2.10 In planta antifungal effect of the plant extracts on late blight disease

Potato tubers from the cv. de Spunta variety, which is known to be sensitive to P. infestans, were utilized in the pot trials. The tubers were cleaned with tap water, disinfected for 5 min with a 10% solution of sodium hypochlorite, and then allowed to air-dry. Subsequently, the tubers were transferred to pots within a greenhouse environment, where a mixture of soil, peat, and sand in equal proportions (1:1:1) was used as the planting medium. The pots were regularly watered. The aqueous extract (10, 15, and 25 mg/mL) and the organic extracts (5, 10, and 20 mg/mL) were sprayed on both sides of the leaf surface of 10-week-old plants using an atomizer, along with distilled water as a negative control. P. infestans was sprayed on both control and treated plants at a dosage of 1 × 10⁴ sporangia/mL. Plants that had not received the plant extract treatments or been infected with the fungus were used as negative controls. The concentrations tested were chosen based on in vitro assays and, together with the three controls, were established in five blocks as part of the experiment. This trial was repeated twice over time.

The disease severity was assessed individually for each plant by estimating the leaf area affected by P. infestans on a percentage basis 10 days after the inoculation. The area under the disease progress curve (AUDPC) was assessed for each treatment by recording disease severity at 10-day intervals from the 1^st to the 40^th day after inoculation. AUDPC was calculated using the following equation:

$$\text{AUDPC }={\sum }_{i=1}^{n-1}\frac{y_i+y_{i+1}}{2}\times (t_{i+1}-t_i),$$

where y_i is the assessment of the disease severity at the ith observation, t_i is the time in days at the ith observation, and n is the total number of observations.

2.11 HPLC–PDA–MS/MS

The annotation of the secondary metabolites of the plant’s methanolic extract was performed using high-performance liquid chromatography–photodiode array–tandem mass spectrometry (HPLC–PDA–MS/MS). A triple quadrupole spectrometer with an electrospray ionization (ESI) source was used in conjunction with a SHIMADZU LC-MS 8050 (Shimadzu, Kyoto, Japan) LC system.

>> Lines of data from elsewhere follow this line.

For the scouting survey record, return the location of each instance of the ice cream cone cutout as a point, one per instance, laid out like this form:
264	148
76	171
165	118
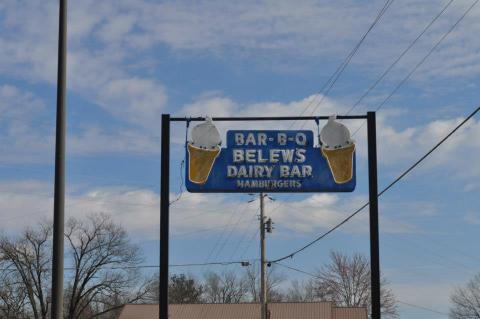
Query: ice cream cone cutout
338	148
203	149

The separation procedure was carried out using a C18 reversed-phase column (Zorbax Eclipse XDB-C18, quick resolution, 4.6 × 150 mm, 3.5 µm Agilent, Santa Clara, CA, USA) with a flow rate of 1 mL/min. Gradients of water and acetonitrile (ACN) containing 0.1% formic acid each were used to go from 5% to 90% ACN over the course of 60 min. Using an autosampler (SIL-40C xs), 10 µL of the sample was automatically injected with a concentration of 10 mg/mL. The device was controlled by Shimadzu’s (Japan) LC solution software. The MS was operated in the negative ion mode. The m/z range used for the measured MS data was 100 m/z to 1,500 m/z, with two energy values of 35 eV and 45 eV.

2.12 Statistical analysis

All recorded variables were tested for normality using the Kolmogorov–Smirnov test. For the in vitro assays, the efficiencies of the antifungal activity were compared using the analysis of variance (ANOVA) procedure of the SPSS software (SPSS 20.0, SPSS Inc., Chicago, IL, USA). For the AUDPC, concentrations were compared using a t-test for all the extracts. The in vitro inhibition rate of mycelium growth for each treatment was transformed into ARCSIN (% inhibition) and presented as log₁₀ values to meet normality assumptions. Mean values were compared using Tukey’s test at a significance level of p < 0.05. In order to highlight potential correlations between phenolic contents, the antioxidant capacity, and their biocontrol activity, a correlation analysis (Pearson’s type) was conducted at a significance level of 5%.

3 Results

3.1 In vitro antifungal activity of O. elongatum organic extracts

The in vitro effect of O. elongatum organic extracts on the mycelial growth of P. infestans is presented in Table 1. Noticeably, the three organic extracts exhibited a significant inhibitory effect (p < 0.05) on the mycelial growth of P. infestans. In the concentration range of 1 to 5 mg/mL, the inhibition rates were different among the tested extracts. The highest values of inhibition were obtained by the methanolic extract (72.18% to 100%), followed by the chloroform (46.32% to 100%) and hexane (39.2% and 100%) extracts. Further increase of the concentration to 10 mg/mL or 20 mg/mL resulted in a complete inhibition rate (100%). The linear regression equations were used to determine the estimated EC₅₀ value, reflecting a 50% suppression of mycelial development. The findings are shown in Figure 1. The estimated EC₅₀ for the methanolic was 0.01 mg/mL, followed by the chloroform (EC₅₀ = 1.15 mg/mL) and hexane (1.73 mg/mL) extracts.

Table 1

Table 1 In vitro effect of Origanum elongatum organic extracts on the growth of Phytophthora infestans.

Figure 1

Figure 1 Regression curve effect of Origanum elongatum’s organic extracts on the mycelial growth of Phytophthora infestans. (A) Hexane extract (HE), (B) methanol extract (ME), and (C) chloroform extract (CE).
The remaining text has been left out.